Pakistan has begun moving thousands of troops to the Indian border, intelligence officials said on Friday.
The army's 14th Division — about 20,000 troops — was being redeployed to the towns of Kasur and Sialkot, close to the Indian border, two intelligence officials said on condition of anonymity because of the sensitivity of the situation.
The redeployment, which will relocate about one-fifth of Pakistani troops serving in the country's tribal areas, began on Thursday evening.
"Senior security officials said a limited number of soldiers had been pulled out from non-essential positions along the Afghan border," the CBC's Barbara Plett reported from Islamabad.
"[They] didn't say to where they'd been redeployed, but Pakistani media have reported that troops are strengthening some positions on the border with India."

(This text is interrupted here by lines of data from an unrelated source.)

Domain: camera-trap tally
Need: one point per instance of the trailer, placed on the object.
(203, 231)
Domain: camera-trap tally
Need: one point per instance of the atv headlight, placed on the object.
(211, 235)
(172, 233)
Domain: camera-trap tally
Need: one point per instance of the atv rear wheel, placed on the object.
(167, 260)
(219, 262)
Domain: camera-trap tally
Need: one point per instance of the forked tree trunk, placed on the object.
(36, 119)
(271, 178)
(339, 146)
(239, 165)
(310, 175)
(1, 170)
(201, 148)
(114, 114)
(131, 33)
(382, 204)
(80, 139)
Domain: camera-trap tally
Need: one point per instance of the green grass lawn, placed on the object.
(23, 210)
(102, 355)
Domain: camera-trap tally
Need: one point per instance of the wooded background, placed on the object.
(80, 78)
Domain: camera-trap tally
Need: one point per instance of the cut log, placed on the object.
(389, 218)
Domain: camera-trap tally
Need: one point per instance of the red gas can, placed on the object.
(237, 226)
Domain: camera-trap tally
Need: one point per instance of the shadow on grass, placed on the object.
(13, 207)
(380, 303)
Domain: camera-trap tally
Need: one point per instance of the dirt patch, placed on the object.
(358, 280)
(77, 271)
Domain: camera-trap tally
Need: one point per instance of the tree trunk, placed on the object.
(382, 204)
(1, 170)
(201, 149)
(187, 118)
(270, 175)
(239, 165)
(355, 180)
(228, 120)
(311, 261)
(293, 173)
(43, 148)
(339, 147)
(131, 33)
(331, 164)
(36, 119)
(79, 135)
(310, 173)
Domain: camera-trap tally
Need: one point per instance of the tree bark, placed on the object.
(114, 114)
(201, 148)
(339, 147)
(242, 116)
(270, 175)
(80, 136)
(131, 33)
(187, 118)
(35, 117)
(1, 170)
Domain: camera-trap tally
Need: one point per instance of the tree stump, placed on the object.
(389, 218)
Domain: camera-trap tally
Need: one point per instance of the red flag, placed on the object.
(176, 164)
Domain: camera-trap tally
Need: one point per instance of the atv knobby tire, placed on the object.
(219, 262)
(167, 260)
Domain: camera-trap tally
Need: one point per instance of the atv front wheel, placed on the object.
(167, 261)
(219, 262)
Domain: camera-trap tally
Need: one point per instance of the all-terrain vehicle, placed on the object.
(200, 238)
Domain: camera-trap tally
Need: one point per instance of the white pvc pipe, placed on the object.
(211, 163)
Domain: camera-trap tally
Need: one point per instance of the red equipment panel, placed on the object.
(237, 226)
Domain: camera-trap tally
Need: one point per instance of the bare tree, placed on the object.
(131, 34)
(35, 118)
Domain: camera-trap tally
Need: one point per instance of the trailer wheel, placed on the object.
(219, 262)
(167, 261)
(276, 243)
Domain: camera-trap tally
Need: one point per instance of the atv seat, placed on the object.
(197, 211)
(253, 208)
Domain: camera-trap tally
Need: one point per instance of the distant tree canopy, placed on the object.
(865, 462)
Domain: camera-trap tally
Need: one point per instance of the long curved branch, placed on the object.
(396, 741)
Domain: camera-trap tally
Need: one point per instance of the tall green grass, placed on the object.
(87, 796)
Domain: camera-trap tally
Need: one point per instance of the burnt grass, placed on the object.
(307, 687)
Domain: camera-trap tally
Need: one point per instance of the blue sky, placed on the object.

A Pakistani military official said Pakistan has scaled down air strikes against Taliban militants in the northwest in order to redeploy aircraft near the Indian border, Plett said.
War of words
Another security official, however, denied that troops were being deployed to the Indian border, saying a limited number of soldiers were being moved from places "where they were not engaged in any operations on the western border or from areas which were snowbound."
Nuclear-armed neighbours India and Pakistan have become increasingly entangled in a war of words since the Mumbai terrorist attacks that killed 164 people in November.
India blames Pakistani-based militants for the attacks in its financial capital.
Pakistan has also announced that it is cancelling all military leave.
"All soldiers have been asked to report to duty," a military official, who asked to remain anonymous, told Reuters.
Analysts said the redeployment is likely meant as a warning to India not to launch missile strikes against militant targets on its territory. It is not likely an indication that the two countries are about to descend into war, analysts said.
Pakistan warned India on Thursday not to launch a strike against it and threatened to respond to any attack.
"India should refrain from any surgical strike," Pakistani Foreign Minister Shah Mahmood Qureshi told reporters Thursday in his hometown of Multan in central Pakistan.
"It should not commit this mistake, but if it does, Pakistan will be compelled to respond."
He also made a point to say that Pakistan seeks peace with India, with which it has fought three wars since their independence from Britain in 1947.
His sentiments were echoed Friday by Pakistani Prime Minister Syed Yousuf Raza Gilani.
"We will not take any action on our own," Gilani told reporters. "There will be no aggression from our side."
Indian Prime Minister Manmohan Singh met with the chiefs of the army, navy and air force to discuss "the prevailing security situation," according to an official statement.
India issues warning to travellers
The Indian government issued an advisory on Friday telling its citizens that it is unsafe to travel to Pakistan while the tensions rise between the rivals.
"They should concentrate on the real issue: how to fight against terrorists and how to fight against and bring to book the perpetrators of [the] Mumbai terrorist attack," said Indian Foreign Minister Pranab Mukherjee.
The troop movement is also frustrating the United States, which has been urging Pakistan to step up its efforts to fight al-Qaeda and other militants near the Afghan border.
White House spokesman Gordon Johndroe said Friday the United States hopes both sides will avoid unnecessarily raising tensions.
U.S. military leaders have been urging both India and Pakistan to exercise restraint in the wake of the deadly Mumbai attacks.